Tuesday, April 6, 2010


Title: X-Factor
Author: Sean Michael
Publisher: Torquere Press
Publisher URL: http://www.torquerebooks.com/
ISBN: 978-1-60370-935-4
Genre: [M/M] Contemporary
Rating: 3.5 Nymphs
Literary Nymphs Reviewer: Mystical Nymph

Game designer Henry Delloit is a bit of a loner and he lives in an isolated house on the outskirts of a close-knit mountain community. He enjoys his job, loves his home and spends countless hours during the snowy winter months walking through the area surrounding his house. He also enjoys watching X-treme snowboarding and when a competition comes to his area, he’s thrilled at the chance of meeting some of the participants.

Ecco Rasmussen loves snowboarding but has never worked him way into the top group of competitors. It doesn’t help that his manager Blake Dobbs is a mean, possessive jerk, who thinks he owns Ecco. It’s gotten so bad that he doesn’t even allow Ecco to have more than a few dollars and Blake gets abusive when he doesn’t get what he wants.

The attraction between Ecco and Henry is intense from the moment they meet and when the opportunity arises to get away from Blake and the games, they take it heading to Henry’s home. Can these two vastly dissimilar men change like into love and make a life together, or will Blake and the world of boarding get in their way?

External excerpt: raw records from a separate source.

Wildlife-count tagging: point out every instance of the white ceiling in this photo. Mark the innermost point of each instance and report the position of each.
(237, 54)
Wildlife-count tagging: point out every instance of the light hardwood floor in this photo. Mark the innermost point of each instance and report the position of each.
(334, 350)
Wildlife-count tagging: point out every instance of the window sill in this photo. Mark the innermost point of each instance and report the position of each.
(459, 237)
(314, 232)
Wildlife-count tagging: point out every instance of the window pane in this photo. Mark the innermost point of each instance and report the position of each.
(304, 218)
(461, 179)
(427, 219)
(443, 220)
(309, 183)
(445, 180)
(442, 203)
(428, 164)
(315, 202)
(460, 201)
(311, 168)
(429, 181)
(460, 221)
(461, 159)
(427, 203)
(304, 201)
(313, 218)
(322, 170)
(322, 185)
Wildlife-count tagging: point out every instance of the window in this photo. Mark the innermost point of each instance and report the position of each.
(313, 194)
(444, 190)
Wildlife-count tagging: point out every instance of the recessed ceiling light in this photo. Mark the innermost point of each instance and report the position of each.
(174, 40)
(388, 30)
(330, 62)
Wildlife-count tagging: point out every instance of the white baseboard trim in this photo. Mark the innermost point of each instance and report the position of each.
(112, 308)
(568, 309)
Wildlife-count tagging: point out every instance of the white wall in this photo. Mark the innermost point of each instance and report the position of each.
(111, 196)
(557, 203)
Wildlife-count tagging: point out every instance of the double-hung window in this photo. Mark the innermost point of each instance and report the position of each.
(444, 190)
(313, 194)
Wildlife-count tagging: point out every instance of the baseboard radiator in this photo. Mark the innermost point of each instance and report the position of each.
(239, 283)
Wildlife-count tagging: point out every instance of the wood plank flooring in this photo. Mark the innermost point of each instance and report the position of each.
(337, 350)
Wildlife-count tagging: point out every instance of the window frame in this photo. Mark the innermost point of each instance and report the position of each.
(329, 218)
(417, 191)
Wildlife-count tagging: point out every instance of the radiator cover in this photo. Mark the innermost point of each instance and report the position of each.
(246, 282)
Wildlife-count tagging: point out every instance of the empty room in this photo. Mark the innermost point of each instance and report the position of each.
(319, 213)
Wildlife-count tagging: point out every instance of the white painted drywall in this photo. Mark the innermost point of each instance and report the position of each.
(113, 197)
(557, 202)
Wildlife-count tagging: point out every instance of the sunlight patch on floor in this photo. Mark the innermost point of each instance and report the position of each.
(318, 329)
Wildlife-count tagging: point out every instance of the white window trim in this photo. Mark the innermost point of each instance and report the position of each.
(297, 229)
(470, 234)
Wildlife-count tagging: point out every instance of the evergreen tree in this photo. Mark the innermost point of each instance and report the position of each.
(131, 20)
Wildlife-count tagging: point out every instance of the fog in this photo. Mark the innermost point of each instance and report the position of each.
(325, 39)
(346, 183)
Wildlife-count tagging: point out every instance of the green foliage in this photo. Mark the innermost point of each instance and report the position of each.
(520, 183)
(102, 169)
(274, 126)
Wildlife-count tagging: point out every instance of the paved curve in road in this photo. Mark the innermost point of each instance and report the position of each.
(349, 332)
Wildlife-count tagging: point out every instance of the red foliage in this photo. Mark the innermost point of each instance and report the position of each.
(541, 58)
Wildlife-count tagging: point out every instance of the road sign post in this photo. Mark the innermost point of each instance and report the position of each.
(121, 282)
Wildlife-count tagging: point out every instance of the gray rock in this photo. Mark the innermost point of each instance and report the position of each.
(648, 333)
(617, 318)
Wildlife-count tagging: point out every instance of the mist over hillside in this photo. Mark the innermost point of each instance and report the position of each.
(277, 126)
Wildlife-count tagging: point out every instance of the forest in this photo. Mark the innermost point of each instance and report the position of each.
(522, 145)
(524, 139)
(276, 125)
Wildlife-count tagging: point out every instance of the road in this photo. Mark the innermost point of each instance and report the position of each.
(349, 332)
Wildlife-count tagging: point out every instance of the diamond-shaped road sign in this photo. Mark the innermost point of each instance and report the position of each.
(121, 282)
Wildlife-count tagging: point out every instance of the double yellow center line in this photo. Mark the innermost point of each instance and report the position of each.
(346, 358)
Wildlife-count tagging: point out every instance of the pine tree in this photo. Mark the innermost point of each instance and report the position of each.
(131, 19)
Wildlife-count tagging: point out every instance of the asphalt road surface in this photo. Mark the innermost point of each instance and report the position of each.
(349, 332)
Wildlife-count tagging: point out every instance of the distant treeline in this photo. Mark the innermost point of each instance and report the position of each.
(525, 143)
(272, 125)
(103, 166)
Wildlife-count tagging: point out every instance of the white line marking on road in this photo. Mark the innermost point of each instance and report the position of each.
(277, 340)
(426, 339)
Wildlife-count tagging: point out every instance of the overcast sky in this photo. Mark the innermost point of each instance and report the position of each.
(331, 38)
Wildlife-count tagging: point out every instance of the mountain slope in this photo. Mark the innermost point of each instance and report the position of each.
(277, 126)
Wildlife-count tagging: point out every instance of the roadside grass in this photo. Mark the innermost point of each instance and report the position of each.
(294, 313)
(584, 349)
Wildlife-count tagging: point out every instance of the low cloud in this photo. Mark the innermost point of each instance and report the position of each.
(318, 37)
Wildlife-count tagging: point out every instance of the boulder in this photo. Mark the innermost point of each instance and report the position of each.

X-Factor is the newest release by multi-published author Sean Michael and it follows the unlikely pair of game designer Henry and X-treme snowboarder Ecco. I must admit that I don’t know much about this dangerous winter sport, aside from what I saw recently on the Winter Olympics, so the blurb intrigued me.

I like Henry; he’s a genuinely nice guy, who seems resigned to spending his life alone and then he meets Ecco—and he’s smitten. It’s like a light comes on, allowing him to see the possibilities if he’ll just reach out and take a chance on a little happiness. Mr. Michael has done a nice job getting these two men together, even with numerous roadblocks in their way. The flirting is fun, the passion intense, and the sex sizzling hot (like in all of his books) and frequent.

Blake makes a great villain and being an abuser of someone so much smaller than him, makes him easy to dislike. The descriptions of his rages and physical mistreating of Ecco are heart-wrenching and that he managed to get away with them so long, nothing short of amazing. These scenes add not only intensity and suffering to the story, but interest, color and depth.

I loved the vivid descriptions of the snowboarding events and the wintery-snow-capped scenery; they really brought the setting of the story to life. The ending is equally enjoyable but for entirely different reasons, and while I won’t divulge what happens, please know that it’s intense, fast-paced and gives a fitting ending to the story.

Ecco, while being in his late twenties and experienced in many things, talked like he was ten years younger. I found it both a little annoying and very distracting. At times, I even found it difficult to take his love for Henry seriously. As a trained athlete, Ecco had numerous options open to him. I don’t get why he didn’t report Blake and get away from him. It wasn’t as if he loved him, or didn’t run away from time to time. This part of the story just didn’t have enough explanation for me.